En el campo V recibieron la ayuda de varios sherpas y, junto a ellos, se arrastraron un poco más, hasta el CIV, donde se vieron obligados a pasar la noche sin saco y sin oxígeno. El descenso hasta el campo II les llevó dos días más y fue un auténtico calvario. 

Posteriormente se hicieron dos intentos más, a cargo de Ricardo Gallardo y Luis Abalde el primero, y de Rodolfo Kirch y Julio Villar el segundo, pero apenas alcanzaron la cota de 8.000 metros y la Expedición Tximist tuvo que asumir los hechos: el Everest no iba a dejarles subir aquel año. 

Al volver a Katmandú, uno de los miembros de la Tximist, Txomin Uriarte, se puso en contacto con Juan Celaya para darle la noticia. Su respuesta, al parecer, fue: “Espero que no vuelvas de Katmandú sin haber conseguido el permiso para volver otra vez”. 

Euskal Espedizioa 1980

Y volvieron.
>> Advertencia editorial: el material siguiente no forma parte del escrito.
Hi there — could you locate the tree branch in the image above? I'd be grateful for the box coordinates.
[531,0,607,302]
Volvieron en 1980, un año que, aunque no podían sospecharlo, iba a ser, con diferencia, el año más indicado de la historia para pasar completamente desapercibidos en el Everest. Para empezar, nada más arrancar el año los polacos sorprendieron al mundo con la primera ascensión invernal absoluta a cargo de Krzysztof Wielicki y Leszek Cichy (os lo contábamos aquí). Poco después, en primavera, volvieron al campo base con otro equipo para abrir una vía nueva por el Pilar Sur; ruta que completarían Andrzej Czok y Jerzy Kukuczka el 19 de mayo. En paralelo, y en la otra cara de la montaña, un equipo japonés abriría una increíble línea directísima que enlazaba desde el glaciar de Rongbuk con el corredor Hornbein y que hoy lleva el nombre de “Corredor de los japoneses”. Finalmente, para terminar de rizar el rizo, aquel mismo verano se iba a presentar por allí Reinhold Messner, el “superhombre nietzscheano” que un par de años antes había demostrado junto con Peter Habeler que se podía escalar el Everest sin oxígeno, e iba a repetir su hazaña, esta vez en solitario, en estilo alpino y por una ruta nueva.
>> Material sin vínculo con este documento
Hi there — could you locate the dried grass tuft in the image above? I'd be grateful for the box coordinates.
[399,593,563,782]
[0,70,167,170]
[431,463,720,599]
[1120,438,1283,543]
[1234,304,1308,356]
Comparado con semejante colección de gestas, el segundo intento vasconavarro iba a ser un empeño humilde; un ascenso por la vía normal en el ya clásico estilo pesado. Pero también fue un éxito, como todo lo demás que se hizo en el Everest aquel año. De hecho fue un éxito notable, si tenemos en cuenta que el esfuerzo partía de un  territorio tan pequeñito como lo es Euskal Herria. El caso es que aquella Euskal Espedizioa  de 1980 consiguió poner en la cumbre a dos hombres: Martín Zabaleta y Pasang Temba. 
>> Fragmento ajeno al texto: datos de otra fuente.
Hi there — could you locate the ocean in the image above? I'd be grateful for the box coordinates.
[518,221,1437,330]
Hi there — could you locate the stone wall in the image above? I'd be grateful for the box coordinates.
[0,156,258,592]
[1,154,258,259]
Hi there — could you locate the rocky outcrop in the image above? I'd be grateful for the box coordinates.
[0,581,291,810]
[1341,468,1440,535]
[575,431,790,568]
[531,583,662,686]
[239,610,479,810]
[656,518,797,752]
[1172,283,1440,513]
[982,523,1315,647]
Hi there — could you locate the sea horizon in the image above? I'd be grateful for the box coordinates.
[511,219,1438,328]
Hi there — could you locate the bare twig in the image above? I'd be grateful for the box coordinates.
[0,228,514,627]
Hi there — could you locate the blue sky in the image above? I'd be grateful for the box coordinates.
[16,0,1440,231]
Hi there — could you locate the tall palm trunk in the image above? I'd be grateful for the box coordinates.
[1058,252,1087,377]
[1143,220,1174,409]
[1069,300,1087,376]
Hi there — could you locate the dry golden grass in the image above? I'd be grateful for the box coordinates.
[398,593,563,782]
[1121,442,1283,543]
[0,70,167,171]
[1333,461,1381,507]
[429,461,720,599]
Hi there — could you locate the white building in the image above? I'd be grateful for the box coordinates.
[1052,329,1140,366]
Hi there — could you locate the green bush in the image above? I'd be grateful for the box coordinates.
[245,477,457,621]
La Euskal Espedizioa supuso el colofón, pero la historia comenzó con la Expedición Tximist, de la que ahora se cumplen 50 años. Ese fue el verdadero hito fundacional del himalayismo vasconavarro. El comienzo de una historia que luego nos traería a figuras como Juanito Oiarzabal, los hermanos Félix y Alberto Iñurrategi, Edurne Pasaban, Iñaki Ochoa de Olza, Alberto Zerain, Mikel Zabalza y tantos otros grandísimos alpinistas procedentes de esta tierra de pequeñas montañas coronadas por buzones.